When Does a Carbon Project Really Begin?
- Eco Sustainability

- Sep 15
- 2 min read
As part of Eco Sustainability’s participation in Verra’s Version 5 technical consultation on the Verified Carbon Standard (VCS), we weighed in on one of those technical details that actually matters a lot: when exactly a carbon project is considered to have “started.”
It sounds like bureaucracy, but the definition of a project start date affects when credits can be issued and whether they reflect genuine climate benefits. Right now, the rules are inconsistent across methodologies. Some count planning steps. Others treat early pilot activities as the start. That patchwork creates confusion for developers and opens the risk of credits being claimed too early.

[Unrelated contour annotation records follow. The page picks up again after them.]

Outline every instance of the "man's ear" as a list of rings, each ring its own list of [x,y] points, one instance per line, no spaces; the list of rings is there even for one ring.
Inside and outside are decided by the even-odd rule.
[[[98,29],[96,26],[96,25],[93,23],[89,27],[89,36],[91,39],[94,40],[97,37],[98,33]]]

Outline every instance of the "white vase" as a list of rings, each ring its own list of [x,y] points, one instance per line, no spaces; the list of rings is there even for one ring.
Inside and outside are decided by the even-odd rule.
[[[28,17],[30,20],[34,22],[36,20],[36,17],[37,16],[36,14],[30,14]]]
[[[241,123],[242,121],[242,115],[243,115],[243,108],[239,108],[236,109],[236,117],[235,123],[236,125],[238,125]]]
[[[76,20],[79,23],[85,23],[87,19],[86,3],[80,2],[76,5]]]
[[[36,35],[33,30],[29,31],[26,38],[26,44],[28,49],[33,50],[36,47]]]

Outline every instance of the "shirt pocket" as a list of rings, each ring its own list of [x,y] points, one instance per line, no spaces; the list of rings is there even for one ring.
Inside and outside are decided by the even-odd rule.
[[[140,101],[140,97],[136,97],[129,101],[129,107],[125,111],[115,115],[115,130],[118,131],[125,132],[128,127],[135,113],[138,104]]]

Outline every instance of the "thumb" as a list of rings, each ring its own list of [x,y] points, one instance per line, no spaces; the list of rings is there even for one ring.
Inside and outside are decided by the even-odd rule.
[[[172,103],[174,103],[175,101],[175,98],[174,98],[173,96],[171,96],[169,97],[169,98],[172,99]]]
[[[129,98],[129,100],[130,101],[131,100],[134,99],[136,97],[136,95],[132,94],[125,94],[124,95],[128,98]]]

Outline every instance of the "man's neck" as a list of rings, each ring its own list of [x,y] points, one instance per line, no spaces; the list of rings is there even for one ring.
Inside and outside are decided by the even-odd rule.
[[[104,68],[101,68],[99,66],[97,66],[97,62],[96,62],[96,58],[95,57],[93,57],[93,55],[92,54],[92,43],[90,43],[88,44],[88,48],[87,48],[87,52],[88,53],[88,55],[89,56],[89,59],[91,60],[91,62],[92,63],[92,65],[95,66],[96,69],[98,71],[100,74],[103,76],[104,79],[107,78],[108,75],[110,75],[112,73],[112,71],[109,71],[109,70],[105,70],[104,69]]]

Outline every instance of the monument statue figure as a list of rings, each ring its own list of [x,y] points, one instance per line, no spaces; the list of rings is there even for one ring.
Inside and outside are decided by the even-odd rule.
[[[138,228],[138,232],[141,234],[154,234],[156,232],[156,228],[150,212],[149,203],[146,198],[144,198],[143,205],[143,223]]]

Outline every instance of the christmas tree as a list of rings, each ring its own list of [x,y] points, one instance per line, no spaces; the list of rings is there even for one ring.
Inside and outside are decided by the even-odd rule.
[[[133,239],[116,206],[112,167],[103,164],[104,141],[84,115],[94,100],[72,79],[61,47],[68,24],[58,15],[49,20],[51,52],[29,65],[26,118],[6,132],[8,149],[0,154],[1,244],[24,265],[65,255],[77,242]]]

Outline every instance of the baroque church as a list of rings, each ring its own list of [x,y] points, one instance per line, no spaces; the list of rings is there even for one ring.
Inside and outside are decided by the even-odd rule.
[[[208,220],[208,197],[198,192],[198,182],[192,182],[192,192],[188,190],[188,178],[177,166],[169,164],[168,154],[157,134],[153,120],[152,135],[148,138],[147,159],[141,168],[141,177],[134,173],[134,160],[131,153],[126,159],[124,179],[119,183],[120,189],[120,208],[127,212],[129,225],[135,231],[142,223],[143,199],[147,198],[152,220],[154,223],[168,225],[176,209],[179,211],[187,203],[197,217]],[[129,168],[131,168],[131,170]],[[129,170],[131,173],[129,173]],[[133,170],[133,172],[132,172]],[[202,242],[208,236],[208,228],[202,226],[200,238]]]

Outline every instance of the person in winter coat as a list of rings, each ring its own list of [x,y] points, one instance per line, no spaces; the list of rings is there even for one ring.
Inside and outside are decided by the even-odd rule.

Verra’s move to separate the project start date from the initial crediting period date is a good step. It creates a cleaner framework and avoids the mixing of two very different concepts. But there is still a lot of grey area. Take reforestation as an example. Does the project start when the land is fenced, when the ground is prepared, or when the first seedlings go into the soil? Without activity-specific guidance, developers and auditors will continue to interpret these rules differently.

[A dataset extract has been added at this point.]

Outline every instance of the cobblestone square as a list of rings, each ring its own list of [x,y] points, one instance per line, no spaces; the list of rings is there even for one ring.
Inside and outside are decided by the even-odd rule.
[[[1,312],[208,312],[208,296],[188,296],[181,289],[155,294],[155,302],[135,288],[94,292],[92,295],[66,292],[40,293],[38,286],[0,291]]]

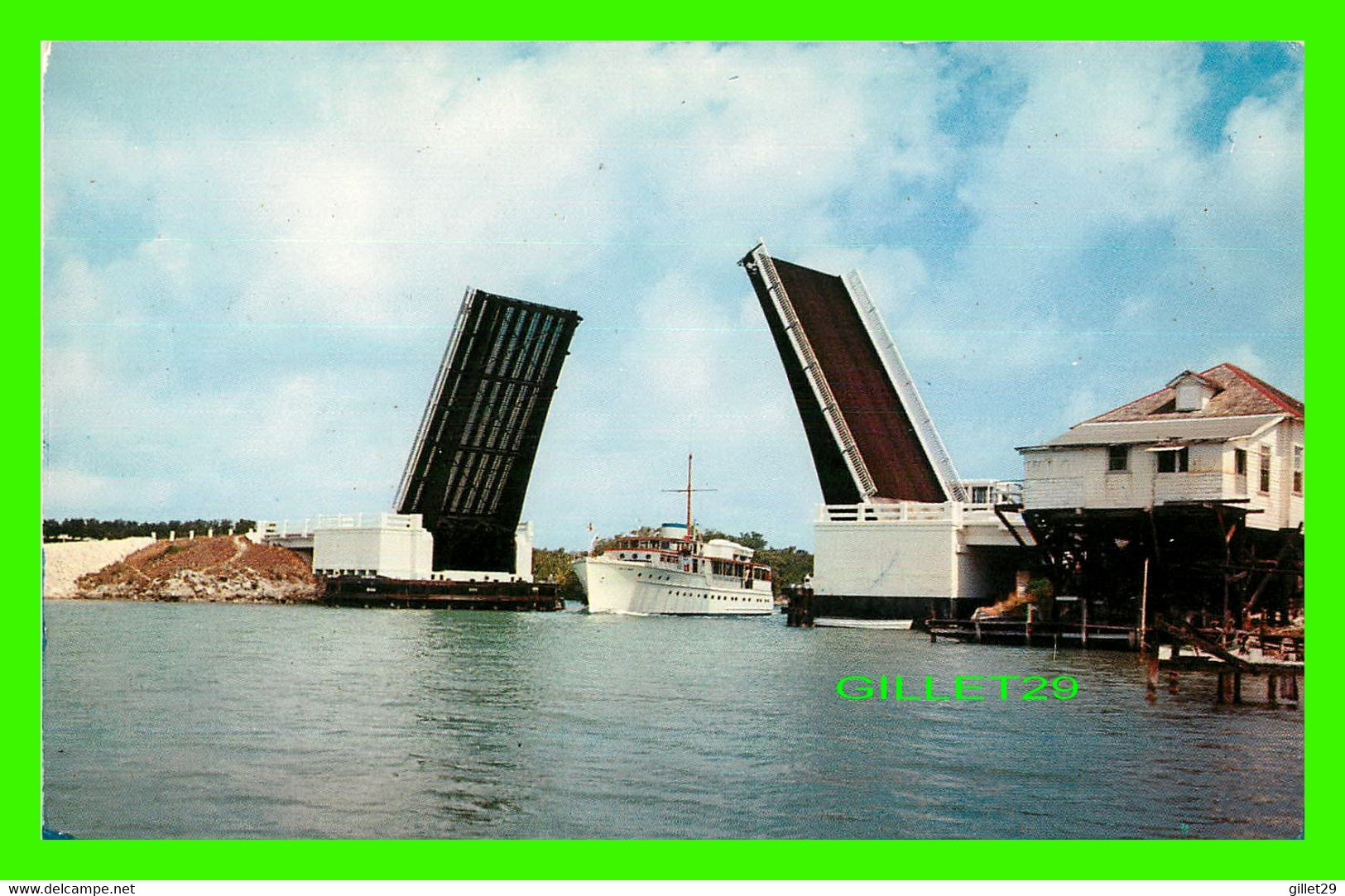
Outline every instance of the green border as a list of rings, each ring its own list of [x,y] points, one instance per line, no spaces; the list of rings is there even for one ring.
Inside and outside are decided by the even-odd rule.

Pilots are another tricky case. Even small trials, like a test plot of trees or a limited wetland rewetting, can permanently change land use or trigger benefit-sharing arrangements with communities. These changes affect the baseline scenario, even if the emission reductions look small at first. If the rules don’t capture this, we risk undercounting the true climate impact of these early actions.
What we argued in our consultation feedback is simple. A start date should only be triggered by clear, on-the-ground interventions that move the project away from business as usual. Desk work, feasibility studies, and early stakeholder meetings should not start the clock. At the same time, once physical actions have begun, the system needs clarity on which actions matter most.
This may feel like fine print, but it is the fine print that determines whether a credit is credible. By defining start dates more clearly, Verra can improve consistency across projects and, more importantly, strengthen trust that every issued credit represents a real step toward climate progress.